Populismo vive de problemas, não resolve problemas

PorA Direcção,6 jun 2025 8:17

A corrida para os extremos continua. No domingo passado, 1º de Junho, na Polónia, mais uma candidatura apoiada pela direita radical ganhou as eleições presidenciais. Tudo leva a crer que forças radicais em vários outros países não vão ficar por aí, particularmente quando, como no caso polaco, se tem o apoio explícito do movimento de Donald Trump (MAGA).

A persistência nessas sociedades de condições propícias ao crescimento do extremismo político tanto da direita como de esquerda, entre as quais a extrema polarização, a preferência pelo discurso político na base do ressentimento e a actuação política dirigida para a descredibilização das instituições, garante que haverá mais vitórias dos radicais.

O espantoso é que quem mais sai a perder com o processo continue a actuar da mesma forma. É o que se nota nas forças políticas tradicionais apesar da sua decrescente representação eleitoral e também nos contrapoderes, como os média, os sindicatos e as ONGs, e nos próprios indivíduos, mesmo perante a evidente derrapagem a favor dos extremos.

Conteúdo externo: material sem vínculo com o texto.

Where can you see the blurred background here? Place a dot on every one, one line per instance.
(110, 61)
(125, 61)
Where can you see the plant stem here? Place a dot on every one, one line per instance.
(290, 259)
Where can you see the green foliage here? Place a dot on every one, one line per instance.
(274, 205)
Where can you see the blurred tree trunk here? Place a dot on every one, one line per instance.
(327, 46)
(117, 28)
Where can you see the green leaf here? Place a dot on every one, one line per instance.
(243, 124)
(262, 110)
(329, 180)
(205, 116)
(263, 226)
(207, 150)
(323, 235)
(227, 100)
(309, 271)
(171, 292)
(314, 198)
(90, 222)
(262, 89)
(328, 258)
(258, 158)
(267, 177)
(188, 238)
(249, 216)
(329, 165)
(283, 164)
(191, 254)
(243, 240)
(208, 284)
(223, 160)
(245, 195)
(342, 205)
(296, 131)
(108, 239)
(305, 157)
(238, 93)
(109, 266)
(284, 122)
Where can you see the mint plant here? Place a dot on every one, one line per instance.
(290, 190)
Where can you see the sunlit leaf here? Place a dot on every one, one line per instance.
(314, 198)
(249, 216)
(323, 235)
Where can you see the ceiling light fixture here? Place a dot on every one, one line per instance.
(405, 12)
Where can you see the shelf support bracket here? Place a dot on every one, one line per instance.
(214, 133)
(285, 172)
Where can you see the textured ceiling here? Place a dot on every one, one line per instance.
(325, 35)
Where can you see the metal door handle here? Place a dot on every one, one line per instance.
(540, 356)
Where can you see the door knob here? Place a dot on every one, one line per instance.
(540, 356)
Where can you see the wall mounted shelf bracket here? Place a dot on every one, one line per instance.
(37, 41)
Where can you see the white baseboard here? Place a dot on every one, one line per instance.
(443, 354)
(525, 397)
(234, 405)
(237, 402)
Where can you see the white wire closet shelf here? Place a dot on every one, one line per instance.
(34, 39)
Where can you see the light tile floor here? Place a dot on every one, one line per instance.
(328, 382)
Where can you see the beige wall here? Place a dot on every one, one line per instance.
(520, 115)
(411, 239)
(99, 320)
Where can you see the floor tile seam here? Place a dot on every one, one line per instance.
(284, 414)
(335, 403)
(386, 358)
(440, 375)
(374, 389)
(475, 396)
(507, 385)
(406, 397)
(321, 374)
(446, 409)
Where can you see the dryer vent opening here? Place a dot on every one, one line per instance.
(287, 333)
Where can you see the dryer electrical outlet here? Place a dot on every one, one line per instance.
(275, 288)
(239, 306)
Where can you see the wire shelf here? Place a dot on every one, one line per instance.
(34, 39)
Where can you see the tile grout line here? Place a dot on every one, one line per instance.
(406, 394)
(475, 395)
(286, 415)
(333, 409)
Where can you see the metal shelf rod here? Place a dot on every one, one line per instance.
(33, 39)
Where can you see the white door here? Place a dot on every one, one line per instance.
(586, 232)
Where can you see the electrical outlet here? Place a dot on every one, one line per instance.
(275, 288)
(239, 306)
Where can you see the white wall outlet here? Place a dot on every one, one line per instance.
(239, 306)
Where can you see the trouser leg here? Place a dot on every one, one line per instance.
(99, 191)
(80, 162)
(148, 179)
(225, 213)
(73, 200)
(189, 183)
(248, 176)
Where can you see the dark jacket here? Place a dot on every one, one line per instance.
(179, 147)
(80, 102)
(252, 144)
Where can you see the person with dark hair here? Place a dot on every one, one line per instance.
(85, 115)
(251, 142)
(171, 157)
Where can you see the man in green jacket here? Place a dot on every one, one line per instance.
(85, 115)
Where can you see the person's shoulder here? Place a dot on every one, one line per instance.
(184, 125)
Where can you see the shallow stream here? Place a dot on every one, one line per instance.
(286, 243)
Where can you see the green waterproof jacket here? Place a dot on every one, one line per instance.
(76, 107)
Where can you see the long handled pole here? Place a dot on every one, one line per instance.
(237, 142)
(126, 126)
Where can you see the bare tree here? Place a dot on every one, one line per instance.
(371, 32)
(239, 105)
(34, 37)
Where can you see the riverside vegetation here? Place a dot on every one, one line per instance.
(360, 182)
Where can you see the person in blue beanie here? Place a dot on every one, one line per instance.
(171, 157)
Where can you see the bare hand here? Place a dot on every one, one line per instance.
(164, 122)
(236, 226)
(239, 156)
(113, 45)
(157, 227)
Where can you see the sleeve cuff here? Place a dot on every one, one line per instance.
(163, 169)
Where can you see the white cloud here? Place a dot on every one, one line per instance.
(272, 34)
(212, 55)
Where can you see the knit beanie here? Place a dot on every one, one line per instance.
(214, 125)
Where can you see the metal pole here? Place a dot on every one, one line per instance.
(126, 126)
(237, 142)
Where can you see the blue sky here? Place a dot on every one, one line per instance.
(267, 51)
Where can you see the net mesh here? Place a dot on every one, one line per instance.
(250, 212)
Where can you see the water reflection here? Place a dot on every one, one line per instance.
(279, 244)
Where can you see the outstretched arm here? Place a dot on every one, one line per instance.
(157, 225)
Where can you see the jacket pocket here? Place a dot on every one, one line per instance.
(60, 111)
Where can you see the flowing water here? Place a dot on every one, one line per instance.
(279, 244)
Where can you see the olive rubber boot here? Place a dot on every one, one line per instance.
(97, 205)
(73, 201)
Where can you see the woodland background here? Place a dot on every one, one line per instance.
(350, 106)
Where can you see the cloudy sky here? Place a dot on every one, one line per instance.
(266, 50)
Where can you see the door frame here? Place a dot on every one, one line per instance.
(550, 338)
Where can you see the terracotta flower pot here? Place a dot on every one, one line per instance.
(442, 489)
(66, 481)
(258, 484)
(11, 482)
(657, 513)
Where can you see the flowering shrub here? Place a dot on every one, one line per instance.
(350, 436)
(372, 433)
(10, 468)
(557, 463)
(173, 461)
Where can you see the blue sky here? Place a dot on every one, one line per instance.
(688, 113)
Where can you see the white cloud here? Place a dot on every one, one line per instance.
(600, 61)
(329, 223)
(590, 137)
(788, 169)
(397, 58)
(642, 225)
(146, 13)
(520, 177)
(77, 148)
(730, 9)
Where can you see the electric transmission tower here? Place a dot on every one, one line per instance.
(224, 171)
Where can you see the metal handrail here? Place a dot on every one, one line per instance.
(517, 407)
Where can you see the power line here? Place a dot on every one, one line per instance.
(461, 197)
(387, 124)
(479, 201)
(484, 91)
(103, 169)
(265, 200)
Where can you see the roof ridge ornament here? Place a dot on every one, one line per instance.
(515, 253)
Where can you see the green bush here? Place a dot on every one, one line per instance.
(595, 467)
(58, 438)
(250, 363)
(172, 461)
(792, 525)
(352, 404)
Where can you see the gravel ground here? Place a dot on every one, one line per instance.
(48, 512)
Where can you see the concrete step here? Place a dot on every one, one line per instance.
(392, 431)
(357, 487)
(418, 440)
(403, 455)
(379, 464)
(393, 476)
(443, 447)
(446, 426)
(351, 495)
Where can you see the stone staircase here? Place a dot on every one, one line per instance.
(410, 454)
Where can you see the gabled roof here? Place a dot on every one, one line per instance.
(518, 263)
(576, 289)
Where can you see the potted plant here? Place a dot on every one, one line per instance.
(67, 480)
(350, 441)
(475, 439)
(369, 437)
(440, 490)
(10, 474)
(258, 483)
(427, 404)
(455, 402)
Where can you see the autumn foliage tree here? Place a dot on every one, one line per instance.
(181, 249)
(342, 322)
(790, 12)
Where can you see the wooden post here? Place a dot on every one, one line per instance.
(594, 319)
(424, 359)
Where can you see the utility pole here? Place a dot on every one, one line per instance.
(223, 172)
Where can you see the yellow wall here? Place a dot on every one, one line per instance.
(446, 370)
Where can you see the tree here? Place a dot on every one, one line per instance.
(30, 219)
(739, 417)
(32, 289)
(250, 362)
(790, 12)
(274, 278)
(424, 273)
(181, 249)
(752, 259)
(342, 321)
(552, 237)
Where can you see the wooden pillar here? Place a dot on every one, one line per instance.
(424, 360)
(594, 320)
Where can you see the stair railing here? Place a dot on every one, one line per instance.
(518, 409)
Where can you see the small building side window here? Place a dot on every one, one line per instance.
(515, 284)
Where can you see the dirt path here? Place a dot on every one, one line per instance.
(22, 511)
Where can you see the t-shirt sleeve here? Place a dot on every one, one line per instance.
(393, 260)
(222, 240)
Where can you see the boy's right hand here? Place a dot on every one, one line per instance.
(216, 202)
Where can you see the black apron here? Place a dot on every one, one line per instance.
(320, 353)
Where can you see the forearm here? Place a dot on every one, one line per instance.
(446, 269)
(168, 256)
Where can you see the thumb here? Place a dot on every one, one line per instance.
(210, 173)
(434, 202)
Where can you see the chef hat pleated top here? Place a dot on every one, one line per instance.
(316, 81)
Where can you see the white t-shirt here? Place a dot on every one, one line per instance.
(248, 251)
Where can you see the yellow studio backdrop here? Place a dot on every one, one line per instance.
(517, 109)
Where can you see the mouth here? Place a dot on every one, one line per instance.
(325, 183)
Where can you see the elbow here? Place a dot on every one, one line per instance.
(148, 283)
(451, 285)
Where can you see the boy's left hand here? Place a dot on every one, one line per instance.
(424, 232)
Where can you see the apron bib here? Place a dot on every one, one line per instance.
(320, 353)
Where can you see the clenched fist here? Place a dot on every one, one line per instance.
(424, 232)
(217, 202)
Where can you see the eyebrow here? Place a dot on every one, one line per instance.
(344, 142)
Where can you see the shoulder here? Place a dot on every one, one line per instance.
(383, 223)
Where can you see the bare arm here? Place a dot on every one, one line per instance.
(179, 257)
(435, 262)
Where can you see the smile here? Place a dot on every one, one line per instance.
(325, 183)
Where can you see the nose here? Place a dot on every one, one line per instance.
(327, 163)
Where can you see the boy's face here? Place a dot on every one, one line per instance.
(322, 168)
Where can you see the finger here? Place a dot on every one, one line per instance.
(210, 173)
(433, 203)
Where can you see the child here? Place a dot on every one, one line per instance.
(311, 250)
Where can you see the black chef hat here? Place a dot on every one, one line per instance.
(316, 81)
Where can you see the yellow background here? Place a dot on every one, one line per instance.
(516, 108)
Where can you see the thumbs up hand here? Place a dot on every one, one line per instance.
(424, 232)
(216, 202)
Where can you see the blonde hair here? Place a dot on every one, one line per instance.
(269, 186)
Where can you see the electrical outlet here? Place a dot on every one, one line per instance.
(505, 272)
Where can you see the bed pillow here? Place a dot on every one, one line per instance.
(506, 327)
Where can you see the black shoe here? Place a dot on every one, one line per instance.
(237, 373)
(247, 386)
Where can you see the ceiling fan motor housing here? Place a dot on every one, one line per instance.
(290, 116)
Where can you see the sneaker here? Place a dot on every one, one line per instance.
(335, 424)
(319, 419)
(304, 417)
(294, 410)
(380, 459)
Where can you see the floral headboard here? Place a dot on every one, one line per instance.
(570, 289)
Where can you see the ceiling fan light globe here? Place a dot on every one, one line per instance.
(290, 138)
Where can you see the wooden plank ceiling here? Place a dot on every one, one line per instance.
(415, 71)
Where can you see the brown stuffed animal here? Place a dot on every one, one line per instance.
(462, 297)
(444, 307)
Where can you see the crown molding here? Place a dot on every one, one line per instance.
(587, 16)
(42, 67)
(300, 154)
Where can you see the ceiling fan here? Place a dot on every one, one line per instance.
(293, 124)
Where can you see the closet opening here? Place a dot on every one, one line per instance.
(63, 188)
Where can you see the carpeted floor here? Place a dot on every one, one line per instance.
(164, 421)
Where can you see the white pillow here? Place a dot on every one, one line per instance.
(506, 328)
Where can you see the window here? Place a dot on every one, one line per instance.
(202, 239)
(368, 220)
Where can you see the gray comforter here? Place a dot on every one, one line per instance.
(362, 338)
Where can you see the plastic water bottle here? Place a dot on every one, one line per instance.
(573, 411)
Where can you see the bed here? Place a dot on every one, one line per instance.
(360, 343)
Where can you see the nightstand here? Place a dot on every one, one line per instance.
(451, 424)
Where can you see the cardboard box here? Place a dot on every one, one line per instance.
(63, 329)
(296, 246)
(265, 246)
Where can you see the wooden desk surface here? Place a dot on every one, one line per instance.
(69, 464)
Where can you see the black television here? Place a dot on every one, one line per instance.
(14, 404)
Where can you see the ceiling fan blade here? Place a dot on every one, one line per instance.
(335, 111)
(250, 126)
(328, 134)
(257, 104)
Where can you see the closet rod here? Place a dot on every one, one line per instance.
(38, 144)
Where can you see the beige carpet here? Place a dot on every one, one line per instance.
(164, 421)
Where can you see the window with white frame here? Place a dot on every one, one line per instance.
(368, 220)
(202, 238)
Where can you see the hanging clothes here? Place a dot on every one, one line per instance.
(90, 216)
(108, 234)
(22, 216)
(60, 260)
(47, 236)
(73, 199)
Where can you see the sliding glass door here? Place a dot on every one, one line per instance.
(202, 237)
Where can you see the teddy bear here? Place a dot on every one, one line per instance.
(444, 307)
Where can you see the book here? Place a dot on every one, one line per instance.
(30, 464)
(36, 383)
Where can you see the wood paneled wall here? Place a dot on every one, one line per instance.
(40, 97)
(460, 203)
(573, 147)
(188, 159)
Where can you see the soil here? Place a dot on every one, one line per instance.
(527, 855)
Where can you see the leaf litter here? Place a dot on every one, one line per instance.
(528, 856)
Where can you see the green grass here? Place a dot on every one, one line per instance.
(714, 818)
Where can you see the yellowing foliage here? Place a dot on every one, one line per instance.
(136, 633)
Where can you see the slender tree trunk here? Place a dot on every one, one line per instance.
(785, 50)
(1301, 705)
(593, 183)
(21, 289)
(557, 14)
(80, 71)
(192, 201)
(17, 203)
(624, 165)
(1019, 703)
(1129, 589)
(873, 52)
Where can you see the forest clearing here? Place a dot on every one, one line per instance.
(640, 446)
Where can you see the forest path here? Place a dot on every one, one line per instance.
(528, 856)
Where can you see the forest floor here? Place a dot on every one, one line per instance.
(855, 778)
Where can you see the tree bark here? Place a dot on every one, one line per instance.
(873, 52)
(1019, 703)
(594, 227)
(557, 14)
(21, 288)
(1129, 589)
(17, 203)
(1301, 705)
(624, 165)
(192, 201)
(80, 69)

Ninguém parece disposto a alterar a sua abordagem política, sentida como distante, mas apresentada como de proximidade, nem as suas reivindicações, que ignoram consequências e responsabilidade ou a sua preferência pela gratificação pessoal e instantânea tirada de denúncias de corrupção e de demonstrações de indignação. Mesmo quando é claro e evidente para onde se dirigem as soluções de mudança propostas pelos extremos – o mal-estar e o sofrimento que geram, a erosão de direitos que provocam e o futuro menos próspero e previsível que deixam – percebe-se que não é fácil travar ou inflectir tais abordagens políticas e avançar com reformas vantajosas para todos.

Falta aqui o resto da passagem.